The important thing is that the bean implement the DataSource interface.
Now, because my schema doesn't look like the schema Acegi wants, I had to override the two parameters within the JdbcDaoImpl.java class that hold the SQL queries that the implementation uses to fetch credentials by username and authorities by username.
To wit; add the following properties to the jdbcDaoImpl bean definition:
[property name="usersByUsernameQuery"]
[value]
select USER_NAME as username,
PASSWORD,
1 as ENABLED
from CBISOWNER.CBIS_USER
where USER_NAME=?
[/value]
[/property]
[property name="authoritiesByUsernameQuery"]
[value]
select USER_NAME as username,
ROLE_NAME as authority
from CBISOWNER.CBIS_USER,
CBISOWNER.CBIS_ROLE,
CBISOWNER.USER_ROLE
where USER_ROLE.USER_ID=CBIS_USER.USER_ID
and USER_ROLE.ROLE_ID=CBIS_ROLE.ROLE_ID
and CBIS_USER.USER_NAME = ?
[/value]
[/property]
Obviously, your implementation of this facade will depend on whatever your schema looks like, but you get the picture.
One thing to note... in some of the javadocs within the JdbcDaoImpl, there's a reference to adding 'true' as ENABLED. That does not work. It causes a "Fail to convert to internal representation" stack trace. So I found on the forum.springframework.org site an example where someone used "1 as ENABLED" and that works like a champ.
3 Comments:
Thanks very much for this.
I've been getting an Acegi security up and running using the InMemoryDaoImpl.
Your article is exactly what I need to take it to the next level.
With any luck, I'll be able to take it to the next level, and teach how to do this with a radius server.
By Patrick, at 10:27 AM
Your note worked like a charm, except for one wrinkle: The passwords in my database are secured with an Md5 hash.
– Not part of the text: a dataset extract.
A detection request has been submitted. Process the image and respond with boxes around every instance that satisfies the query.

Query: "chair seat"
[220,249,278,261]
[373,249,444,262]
So, I have this configuration, to use a password encored. I also have a cache:
[bean id="passwordEncoder" class="org.acegisecurity.providers.encoding.Md5PasswordEncoder"/]
[bean id="daoAuthenticationProvider" class="org.acegisecurity.providers.dao.DaoAuthenticationProvider"]
[property name="userDetailsService"][ref local="userDetailsService"/][/property]
[property name="userCache"][ref local="userCache"/][/property]
[property name="passwordEncoder"][ref local="passwordEncoder"/][/property]
[/bean]
(I hope that's not too messy.)
By Patrick, at 11:48 AM
Thanks Dude your blog helped a lot in acegi. Keep it up with such tricks.